Consider the process $$ d\sqrt{v} = = (\alpha - \beta\sqrt{v})\,dt + \delta \,dW $$ Here $\alpha, \beta,$ and $\delta$ are constants. Using Ito's Lemma show that $$ dv = (\delta^2 + 2\alpha\sqrt{v} - 2\beta v)\,dt + 2\delta\sqrt{v}\,dW $$
Notice that $v = f(\sqrt{v})$ for $f(x)=x^2$. We have $f'(x)=2x$ and $f''(x)=2$.

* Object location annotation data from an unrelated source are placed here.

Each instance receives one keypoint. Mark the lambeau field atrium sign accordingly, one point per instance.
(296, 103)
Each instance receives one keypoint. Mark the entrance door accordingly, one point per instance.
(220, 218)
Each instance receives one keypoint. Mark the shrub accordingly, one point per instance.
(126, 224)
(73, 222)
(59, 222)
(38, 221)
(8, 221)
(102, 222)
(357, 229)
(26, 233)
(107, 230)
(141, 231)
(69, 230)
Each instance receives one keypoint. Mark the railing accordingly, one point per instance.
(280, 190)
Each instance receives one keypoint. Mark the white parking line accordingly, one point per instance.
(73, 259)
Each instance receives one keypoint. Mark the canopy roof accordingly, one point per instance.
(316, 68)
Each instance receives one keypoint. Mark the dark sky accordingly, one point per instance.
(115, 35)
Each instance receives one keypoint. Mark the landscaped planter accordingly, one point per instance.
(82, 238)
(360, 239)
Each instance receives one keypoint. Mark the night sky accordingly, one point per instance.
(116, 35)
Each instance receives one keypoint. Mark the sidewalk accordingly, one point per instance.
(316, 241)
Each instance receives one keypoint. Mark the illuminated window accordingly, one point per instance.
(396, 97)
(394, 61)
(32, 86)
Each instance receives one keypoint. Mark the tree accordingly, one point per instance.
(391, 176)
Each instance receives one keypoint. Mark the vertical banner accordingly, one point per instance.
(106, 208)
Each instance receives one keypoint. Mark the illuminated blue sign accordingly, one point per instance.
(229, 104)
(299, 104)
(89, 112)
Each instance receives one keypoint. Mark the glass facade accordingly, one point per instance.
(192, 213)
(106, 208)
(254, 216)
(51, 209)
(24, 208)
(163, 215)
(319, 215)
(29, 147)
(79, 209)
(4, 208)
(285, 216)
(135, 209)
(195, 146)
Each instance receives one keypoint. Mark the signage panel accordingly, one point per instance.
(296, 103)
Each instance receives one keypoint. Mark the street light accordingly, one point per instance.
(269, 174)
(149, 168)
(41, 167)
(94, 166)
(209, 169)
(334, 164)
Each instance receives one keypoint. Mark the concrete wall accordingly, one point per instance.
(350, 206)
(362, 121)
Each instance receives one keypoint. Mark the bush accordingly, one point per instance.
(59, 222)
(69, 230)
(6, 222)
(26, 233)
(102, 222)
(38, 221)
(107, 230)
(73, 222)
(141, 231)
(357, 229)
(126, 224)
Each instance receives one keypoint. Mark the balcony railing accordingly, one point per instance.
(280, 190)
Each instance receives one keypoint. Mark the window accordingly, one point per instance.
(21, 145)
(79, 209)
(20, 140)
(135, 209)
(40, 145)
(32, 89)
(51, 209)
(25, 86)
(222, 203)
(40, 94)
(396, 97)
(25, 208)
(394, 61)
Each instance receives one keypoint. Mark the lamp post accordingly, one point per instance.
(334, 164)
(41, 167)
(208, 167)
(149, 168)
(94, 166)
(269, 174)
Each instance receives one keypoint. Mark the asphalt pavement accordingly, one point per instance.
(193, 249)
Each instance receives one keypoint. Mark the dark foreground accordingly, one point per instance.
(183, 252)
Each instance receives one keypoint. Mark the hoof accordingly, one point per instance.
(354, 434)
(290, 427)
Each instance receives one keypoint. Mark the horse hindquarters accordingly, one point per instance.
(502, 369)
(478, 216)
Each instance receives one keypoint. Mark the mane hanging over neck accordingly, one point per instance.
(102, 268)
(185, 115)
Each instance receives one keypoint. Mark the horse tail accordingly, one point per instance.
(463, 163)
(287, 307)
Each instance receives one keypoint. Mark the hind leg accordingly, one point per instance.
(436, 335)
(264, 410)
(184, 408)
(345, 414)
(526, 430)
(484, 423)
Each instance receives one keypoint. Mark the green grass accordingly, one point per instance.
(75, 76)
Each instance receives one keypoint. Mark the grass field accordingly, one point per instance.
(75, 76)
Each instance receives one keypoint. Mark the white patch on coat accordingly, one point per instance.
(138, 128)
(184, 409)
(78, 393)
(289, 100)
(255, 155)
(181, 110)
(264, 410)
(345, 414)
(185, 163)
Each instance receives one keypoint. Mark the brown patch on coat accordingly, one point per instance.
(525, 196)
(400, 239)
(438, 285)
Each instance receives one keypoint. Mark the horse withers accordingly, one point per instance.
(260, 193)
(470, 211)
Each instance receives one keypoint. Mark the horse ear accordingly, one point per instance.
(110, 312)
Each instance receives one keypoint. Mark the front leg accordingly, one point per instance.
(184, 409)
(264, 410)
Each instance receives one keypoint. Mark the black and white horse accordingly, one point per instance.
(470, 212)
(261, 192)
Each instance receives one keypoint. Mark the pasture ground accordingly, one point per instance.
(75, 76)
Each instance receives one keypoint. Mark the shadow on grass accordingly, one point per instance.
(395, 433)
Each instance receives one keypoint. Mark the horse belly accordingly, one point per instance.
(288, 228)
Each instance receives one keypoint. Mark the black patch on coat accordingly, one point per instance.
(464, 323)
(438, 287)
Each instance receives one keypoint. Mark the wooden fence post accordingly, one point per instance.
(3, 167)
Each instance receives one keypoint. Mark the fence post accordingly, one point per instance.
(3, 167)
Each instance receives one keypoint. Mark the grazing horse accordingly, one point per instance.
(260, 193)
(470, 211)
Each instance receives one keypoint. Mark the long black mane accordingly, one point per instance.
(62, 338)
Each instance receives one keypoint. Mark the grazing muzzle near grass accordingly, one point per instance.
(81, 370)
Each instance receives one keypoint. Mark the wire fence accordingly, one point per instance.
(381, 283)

Ito's lemma yields: $$ dv = f'(\sqrt{v})\,d\sqrt{v} + \frac{1}{2}f''(\sqrt{v})\,d\langle\sqrt{v}\rangle. $$
Hence \begin{align} dv &= 2\sqrt{v}\times\left((\alpha-\beta\sqrt{v})\,dt + \delta \,dW\right) + \frac{1}{2}\times 2\times\delta^2\,dt\\ &=(\delta^2 + 2\alpha\sqrt{v} - 2\beta v)\,dt + 2\delta \sqrt{v}\, dW. \end{align}
If $\mathrm dX_t=a_t\mathrm dW_t+b_t\mathrm dt$ then $\mathrm d\langle X\rangle_t=a_t^2\mathrm dt$. Here $a_t=\delta$, hence the $\delta^2\mathrm dt$ term.